Working Hard, Gaining Weight

Americans may be working harder than ever, but many feel they are nonetheless gaining weight while on job, according to a new survey.

CareerBuilder said that that 55% of the respondents to its latest survey of U.S. workers categorize themselves as overweight, with 39% saying they’ve gained weight at their current job.

Nearly one-in-five of those surveyed felt that fit and thin workers are better treated in the workplace, but that didn’t stop 21% from putting on more than ten pounds while on the job. Nine percent said they put on more than 20 pounds while at their current job.

Being the boss doesn’t necessarily equate with fitness, either: a full 44% of workers in management roles complained of gaining weight on the job, while only 38% in non-management roles did.

Women (46%) were more likely than men (33%) to say they’d gained weight on the job. Workers over 35 years of age were the most likely to have gained weight while at their current jobs (40%), while workers aged 18-24 were the least likely (30%).

When broken down by industry, the survey reveals that IT workers are the most likely to have gained weight while at their current jobs (50%), followed by government workers (48%) — and those who work in financial services (46%), health care (42%) and professional and business services (42%).

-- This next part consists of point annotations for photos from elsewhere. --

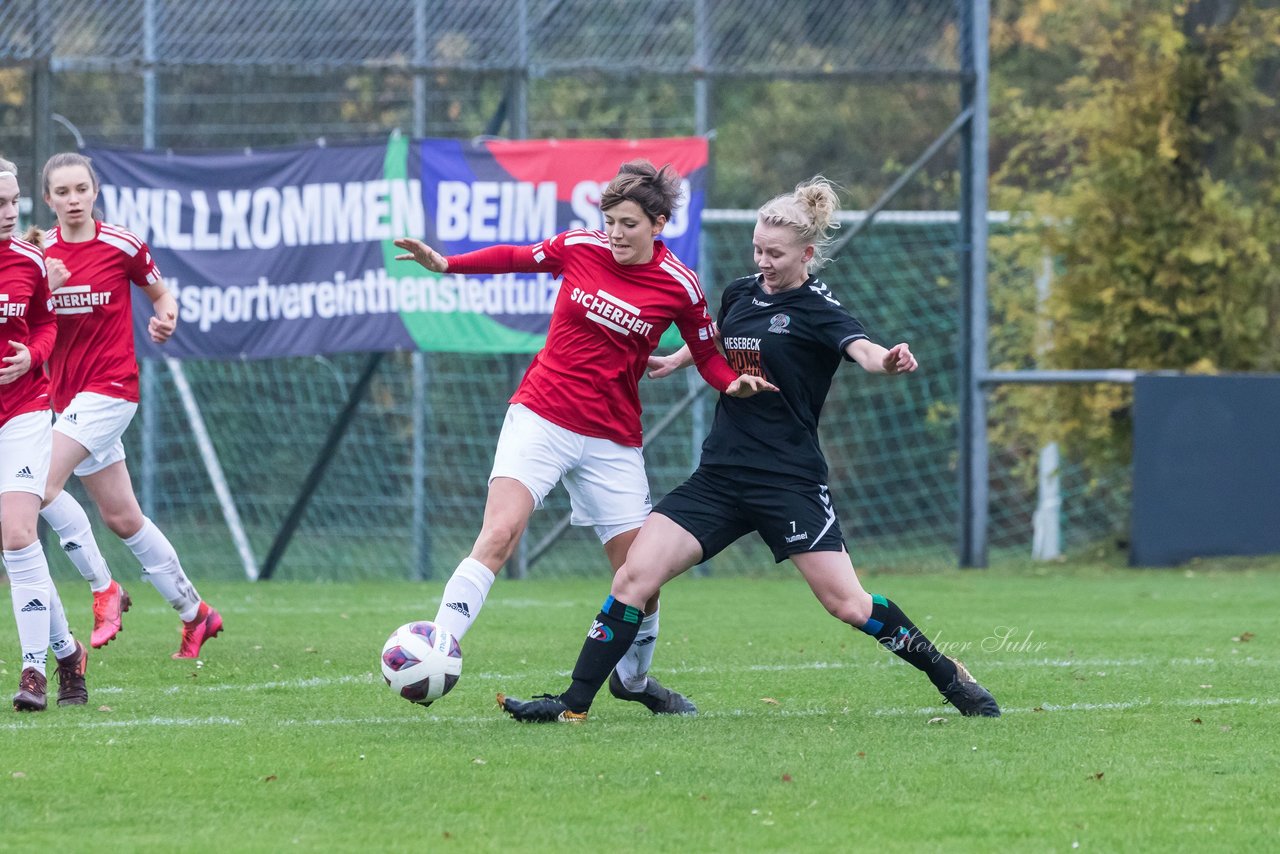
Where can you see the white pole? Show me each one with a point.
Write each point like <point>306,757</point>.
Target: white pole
<point>1047,520</point>
<point>213,466</point>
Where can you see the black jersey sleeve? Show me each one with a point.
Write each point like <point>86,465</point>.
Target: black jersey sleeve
<point>734,291</point>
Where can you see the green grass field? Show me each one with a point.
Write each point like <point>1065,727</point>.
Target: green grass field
<point>1139,715</point>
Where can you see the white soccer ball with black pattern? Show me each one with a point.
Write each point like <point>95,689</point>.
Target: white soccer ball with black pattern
<point>421,662</point>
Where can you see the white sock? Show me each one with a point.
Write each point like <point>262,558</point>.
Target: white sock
<point>634,667</point>
<point>68,519</point>
<point>161,569</point>
<point>464,597</point>
<point>30,587</point>
<point>60,639</point>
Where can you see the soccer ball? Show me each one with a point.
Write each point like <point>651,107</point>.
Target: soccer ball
<point>421,662</point>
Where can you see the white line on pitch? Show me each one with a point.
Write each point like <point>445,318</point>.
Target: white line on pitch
<point>435,720</point>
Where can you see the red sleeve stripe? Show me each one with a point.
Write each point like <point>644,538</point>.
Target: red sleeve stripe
<point>122,232</point>
<point>120,240</point>
<point>120,243</point>
<point>28,251</point>
<point>686,278</point>
<point>594,238</point>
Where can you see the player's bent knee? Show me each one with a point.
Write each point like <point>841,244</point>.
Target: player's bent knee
<point>496,546</point>
<point>854,612</point>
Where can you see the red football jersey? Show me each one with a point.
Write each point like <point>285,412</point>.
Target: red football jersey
<point>95,322</point>
<point>26,316</point>
<point>606,323</point>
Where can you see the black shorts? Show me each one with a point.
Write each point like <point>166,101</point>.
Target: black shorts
<point>721,503</point>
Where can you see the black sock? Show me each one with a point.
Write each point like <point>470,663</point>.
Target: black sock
<point>899,635</point>
<point>608,640</point>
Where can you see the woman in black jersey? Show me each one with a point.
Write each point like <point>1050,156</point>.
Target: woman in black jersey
<point>762,467</point>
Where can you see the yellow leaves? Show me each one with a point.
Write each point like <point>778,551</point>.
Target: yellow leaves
<point>1165,144</point>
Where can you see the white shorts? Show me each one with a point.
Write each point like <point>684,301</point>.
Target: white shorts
<point>26,447</point>
<point>97,423</point>
<point>606,482</point>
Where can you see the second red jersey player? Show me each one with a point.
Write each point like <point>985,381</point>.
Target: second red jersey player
<point>94,378</point>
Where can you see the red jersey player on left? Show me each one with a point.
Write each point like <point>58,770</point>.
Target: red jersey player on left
<point>94,379</point>
<point>27,333</point>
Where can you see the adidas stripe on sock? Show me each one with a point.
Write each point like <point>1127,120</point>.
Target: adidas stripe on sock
<point>464,596</point>
<point>30,588</point>
<point>69,521</point>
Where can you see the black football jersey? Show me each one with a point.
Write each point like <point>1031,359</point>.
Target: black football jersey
<point>796,341</point>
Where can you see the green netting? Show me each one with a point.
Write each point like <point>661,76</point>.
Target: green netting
<point>891,442</point>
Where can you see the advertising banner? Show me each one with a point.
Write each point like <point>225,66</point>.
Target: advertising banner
<point>288,251</point>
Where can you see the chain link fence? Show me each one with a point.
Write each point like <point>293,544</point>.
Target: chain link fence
<point>786,88</point>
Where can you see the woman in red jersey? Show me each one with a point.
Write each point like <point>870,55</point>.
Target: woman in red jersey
<point>575,416</point>
<point>94,378</point>
<point>27,333</point>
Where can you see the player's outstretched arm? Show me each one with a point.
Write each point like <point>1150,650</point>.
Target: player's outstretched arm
<point>662,366</point>
<point>14,366</point>
<point>881,360</point>
<point>164,313</point>
<point>419,251</point>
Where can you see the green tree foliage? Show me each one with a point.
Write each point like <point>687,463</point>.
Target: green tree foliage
<point>1151,176</point>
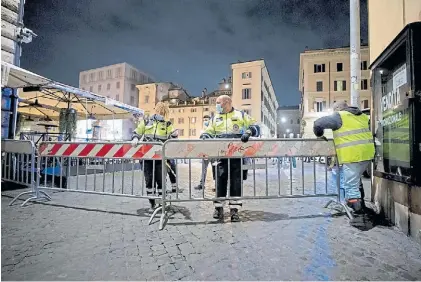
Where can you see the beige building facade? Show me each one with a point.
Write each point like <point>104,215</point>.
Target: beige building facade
<point>117,82</point>
<point>250,88</point>
<point>399,201</point>
<point>324,78</point>
<point>252,91</point>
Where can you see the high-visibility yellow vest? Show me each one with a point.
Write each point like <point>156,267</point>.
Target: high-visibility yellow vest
<point>154,130</point>
<point>353,141</point>
<point>234,122</point>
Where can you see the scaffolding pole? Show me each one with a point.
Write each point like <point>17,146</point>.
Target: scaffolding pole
<point>355,61</point>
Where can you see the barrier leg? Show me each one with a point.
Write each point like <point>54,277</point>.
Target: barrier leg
<point>18,196</point>
<point>154,213</point>
<point>45,195</point>
<point>35,196</point>
<point>163,220</point>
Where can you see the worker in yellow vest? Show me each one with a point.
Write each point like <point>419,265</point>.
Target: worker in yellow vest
<point>354,144</point>
<point>229,123</point>
<point>156,128</point>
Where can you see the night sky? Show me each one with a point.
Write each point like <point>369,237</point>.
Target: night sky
<point>188,42</point>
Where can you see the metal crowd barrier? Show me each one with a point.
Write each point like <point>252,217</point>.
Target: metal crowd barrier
<point>18,166</point>
<point>230,150</point>
<point>96,168</point>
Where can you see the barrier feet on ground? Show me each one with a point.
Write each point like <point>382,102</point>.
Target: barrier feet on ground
<point>164,218</point>
<point>34,197</point>
<point>339,207</point>
<point>154,214</point>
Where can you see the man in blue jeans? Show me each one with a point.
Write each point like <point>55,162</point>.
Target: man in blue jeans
<point>354,144</point>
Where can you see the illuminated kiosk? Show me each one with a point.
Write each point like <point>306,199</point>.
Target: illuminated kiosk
<point>396,123</point>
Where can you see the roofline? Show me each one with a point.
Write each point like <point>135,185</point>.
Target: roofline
<point>344,48</point>
<point>250,61</point>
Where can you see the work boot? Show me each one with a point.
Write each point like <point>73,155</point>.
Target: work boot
<point>234,215</point>
<point>355,205</point>
<point>199,187</point>
<point>218,213</point>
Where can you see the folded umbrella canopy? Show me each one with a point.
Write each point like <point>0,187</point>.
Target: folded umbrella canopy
<point>40,96</point>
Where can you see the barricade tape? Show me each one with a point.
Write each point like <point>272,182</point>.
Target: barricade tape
<point>107,150</point>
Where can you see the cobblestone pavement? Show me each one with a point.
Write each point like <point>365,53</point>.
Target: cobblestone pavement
<point>91,237</point>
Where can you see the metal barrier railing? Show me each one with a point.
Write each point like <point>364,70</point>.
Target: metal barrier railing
<point>19,166</point>
<point>96,168</point>
<point>231,153</point>
<point>117,169</point>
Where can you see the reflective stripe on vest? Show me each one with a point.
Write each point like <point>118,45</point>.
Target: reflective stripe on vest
<point>353,141</point>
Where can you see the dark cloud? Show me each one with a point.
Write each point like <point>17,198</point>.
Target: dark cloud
<point>191,42</point>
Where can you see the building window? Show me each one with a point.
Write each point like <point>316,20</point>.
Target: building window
<point>133,74</point>
<point>118,72</point>
<point>319,106</point>
<point>364,104</point>
<point>246,93</point>
<point>364,84</point>
<point>319,68</point>
<point>319,86</point>
<point>364,65</point>
<point>339,85</point>
<point>246,75</point>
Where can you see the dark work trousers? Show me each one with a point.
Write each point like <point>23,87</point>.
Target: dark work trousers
<point>362,193</point>
<point>172,171</point>
<point>235,175</point>
<point>149,177</point>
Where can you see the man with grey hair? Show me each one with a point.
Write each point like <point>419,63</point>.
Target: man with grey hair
<point>354,144</point>
<point>229,123</point>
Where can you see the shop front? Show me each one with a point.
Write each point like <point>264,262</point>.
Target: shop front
<point>396,86</point>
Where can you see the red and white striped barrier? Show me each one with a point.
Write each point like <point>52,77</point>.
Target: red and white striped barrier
<point>102,150</point>
<point>214,148</point>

So, what does CareerBuilder suggest workers do to avoid packing on the pounds at work? Well, beyond the standard admonitions to avoid eating treats and to pack a healthy lunch, the firm says that workers need to exercise regularly.

Many companies actually encourage regular exercise: 28% of those surveyed reported that their companies provide gym memberships or other wellness benefits.

However, 9% said they didn’t know whether their company offered these perks. CareerBuilder suggests that workers check into their company benefit plans, and see if their company is willing to support a commitment to regular exercise.